過去最大規模となった26年度予算
今年4月に成立した2026年度の一般会計歳出総額は、過去最大規模の122.3兆円となりました。高市首相が「責任ある積極財政」を推進するなか、防衛力強化や半導体、子育て支援など複数年度で取り組む重要施策に加え、経済・物価動向等を反映した形となっています。堅調な企業業績を背景に税収は増加基調にあるものの歳出を賄うにはなお不足しており、29.6兆円の新規国債の発行で補う状況となっています。

借入れ依存が続く厳しい「日本の家計」
こうした国の予算などを見るにあたって「兆円」という数字はあまりに大きく実感に乏しいため、政府予算を一般の家計に例えてみました(下右表)。なお、以下の文章中の( )内は政府予算の該当部分を示します。

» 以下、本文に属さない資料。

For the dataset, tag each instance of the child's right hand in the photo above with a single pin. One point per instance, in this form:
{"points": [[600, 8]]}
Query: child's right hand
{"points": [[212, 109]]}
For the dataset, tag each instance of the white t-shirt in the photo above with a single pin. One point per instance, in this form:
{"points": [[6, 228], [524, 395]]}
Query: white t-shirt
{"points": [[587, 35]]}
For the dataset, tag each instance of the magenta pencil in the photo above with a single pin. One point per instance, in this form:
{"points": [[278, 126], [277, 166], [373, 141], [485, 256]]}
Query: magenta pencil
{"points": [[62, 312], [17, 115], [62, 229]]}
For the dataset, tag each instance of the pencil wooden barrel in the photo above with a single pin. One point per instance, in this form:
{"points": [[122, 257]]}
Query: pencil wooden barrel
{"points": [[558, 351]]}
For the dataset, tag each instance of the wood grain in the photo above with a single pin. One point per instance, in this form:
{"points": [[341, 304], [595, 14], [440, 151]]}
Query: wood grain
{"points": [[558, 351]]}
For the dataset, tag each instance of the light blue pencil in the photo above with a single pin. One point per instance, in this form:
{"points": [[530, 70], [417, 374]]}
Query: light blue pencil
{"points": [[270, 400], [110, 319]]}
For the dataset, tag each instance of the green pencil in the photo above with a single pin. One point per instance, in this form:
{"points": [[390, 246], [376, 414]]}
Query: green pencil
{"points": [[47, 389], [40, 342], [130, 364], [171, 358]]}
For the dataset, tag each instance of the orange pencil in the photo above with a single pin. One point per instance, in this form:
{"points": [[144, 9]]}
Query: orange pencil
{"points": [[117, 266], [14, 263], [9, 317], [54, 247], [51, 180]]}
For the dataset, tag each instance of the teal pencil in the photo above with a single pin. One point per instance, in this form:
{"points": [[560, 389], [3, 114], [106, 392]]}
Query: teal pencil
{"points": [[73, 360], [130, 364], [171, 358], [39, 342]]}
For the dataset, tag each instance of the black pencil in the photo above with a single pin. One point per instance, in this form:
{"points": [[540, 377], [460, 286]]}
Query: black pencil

家計の年収を480万円と仮定すると、月々の給与(税収+税外収入)は40万円となります。この家計(政府予算)では、通院・薬代、祖父母への給付(社会保障)のほか、教育費(文教および科学振興)、家の修理代(公共事業)などがかかるため、1ヵ月の生活費(一般歳出)として合計30万円が必要です。その他、田舎への仕送り(地方交付税交付金)に9万円、ローン元利金返済(国債費)に14万円を充てる必要があり、結局足りないお金13万円を新たな借金(国債発行)で賄わなくてはなりません。従来のローン返済を行なう一方で、新しい借金もしなくてはならない状況が長い間続いていることから、借金残高は年々増え続け、家計に換算したローン(借入)残高は約6,000万円にのぼる状況となっています。

27年度予算の概算要求はさらに増額
8月末には、2027年度予算を巡って各省庁が取り組みたい事業や必要経費等をまとめる概算要求が締め切られ、要求額は、25年度補正と26年度当初予算を合わせた約140兆円を上回る143兆円となりました。背景には、高市政権が成長投資や経済安全保障などの一部分野において要求額の上限を設けない方針を採ったことがあります。また、金額未定項目が多く含まれる点は今後の不透明要因となっています。

市場では、歳出に見合った歳入の確保が注視されており、財政運営に対する関心が高まっています。また、世界的にインフレ上昇や政府債務の拡大が意識されるなか、9月初旬には長期金利の指標である日本の新発10年物国債利回りが30年ぶりに3%台に達しています。

利上げ局面で注目される、税収の伸びと利払い費
近年の日本は、物価と賃金の好循環に向けた動きと企業の稼ぐ力向上などの取り組みが進むなか、利上げ局面に移行しています。今後は、企業業績の拡大による税収増が期待される一方、国債依存度の高さに加え、金利上昇に伴なう利払い費の膨張が課題となり、成長による税収の伸びが財政負担の増加を吸収できるかが重要なポイントになると見られます。

こうしたなか、高市首相は国債発行を40兆円程度に抑えるとの方針を示しており、片山財務相も財政政策について「力強い成長と財政の持続可能性を同時に実現する」と述べています。財政運営への評価は市場の反応として長期金利にも反映されることから、今後の成長と財政の動向が注目されます。

【図表】[左図]【2026年度政府予算】、[右図]【家計(1ヵ月分)に例えた場合】
  • 上記は2026年度政府予算をシンプルに解説することを目的としたものです。